Morocco’s Official Gazette this week published a government decree that allows state-controlled OCP SA to take a 50 percent stake in Basic Chemicals Platform Nigeria Ltd., a joint-venture company established to oversee the development of a $1.3 billion industrial platform to produce ammonia and fertilizers in Nigeria’s Akwa Ibom State, Bloomberg reported.
The joint venture company was set up by OCP and Nigeria Agriculture Investment Co., a unit of the West African country’s sovereign wealth fund, Nigeria Sovereign Investment Authority (NSIA). OCP and NSIA on March 2 inked a Shareholders Agreement for the creation of the joint venture company (GM March 5, p. 1).
The proposed multipurpose industrial platform will utilize Nigerian gas and Moroccan phosphate to produce 750,000 mt/y of ammonia under a first phase development and 1 million mt of phosphate fertilizers annually from 2025, said OCP in a statement last month.
Among several other agreements signed in early March between the Moroccan fertilizers group and Nigerian companies was a Framework Agreement with Mobil Producing Nigeria (MPN), the Nigerian National Petroleum Corporation (NNPC), the Gas Aggregation Company Nigeria (GACN), and the NSIA on gas supply for the industrial platform.
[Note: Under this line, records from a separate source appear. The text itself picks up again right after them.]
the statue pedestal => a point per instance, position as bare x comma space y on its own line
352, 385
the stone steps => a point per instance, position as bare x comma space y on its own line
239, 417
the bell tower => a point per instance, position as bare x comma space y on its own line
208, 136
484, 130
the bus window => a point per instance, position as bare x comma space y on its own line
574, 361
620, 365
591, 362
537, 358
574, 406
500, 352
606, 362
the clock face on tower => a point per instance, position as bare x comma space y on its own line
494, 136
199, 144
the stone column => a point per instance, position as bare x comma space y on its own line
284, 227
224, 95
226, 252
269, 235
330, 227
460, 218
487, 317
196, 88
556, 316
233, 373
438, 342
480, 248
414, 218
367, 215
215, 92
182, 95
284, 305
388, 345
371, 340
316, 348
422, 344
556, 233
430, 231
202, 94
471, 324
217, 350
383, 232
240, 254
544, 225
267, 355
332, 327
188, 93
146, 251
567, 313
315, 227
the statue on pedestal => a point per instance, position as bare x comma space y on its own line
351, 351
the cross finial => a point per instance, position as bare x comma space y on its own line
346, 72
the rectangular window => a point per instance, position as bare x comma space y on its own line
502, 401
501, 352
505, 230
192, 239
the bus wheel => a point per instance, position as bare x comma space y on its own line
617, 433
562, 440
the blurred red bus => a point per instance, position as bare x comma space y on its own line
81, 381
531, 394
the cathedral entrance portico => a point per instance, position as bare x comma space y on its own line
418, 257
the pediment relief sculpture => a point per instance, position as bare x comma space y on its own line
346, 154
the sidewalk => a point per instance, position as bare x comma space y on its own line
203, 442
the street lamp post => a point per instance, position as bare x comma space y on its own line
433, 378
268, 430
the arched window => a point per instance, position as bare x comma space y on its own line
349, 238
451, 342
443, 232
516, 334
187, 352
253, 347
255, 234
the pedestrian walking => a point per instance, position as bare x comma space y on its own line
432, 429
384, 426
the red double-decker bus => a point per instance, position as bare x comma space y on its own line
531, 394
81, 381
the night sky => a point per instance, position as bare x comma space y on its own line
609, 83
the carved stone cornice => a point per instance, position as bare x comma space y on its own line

In a separate development this week, Akwa Ibom State governor Udom Emmanuel, as part of his Easter Message last weekend, said work would soon start on the new Ibom deep seaport in the state, according to a This Day Live report. Nigeria’s Federal Executive Council (FEC) approved the license two months ago for the port, which will serve the proposed ammonia and fertilizer plant, among other developments in the state.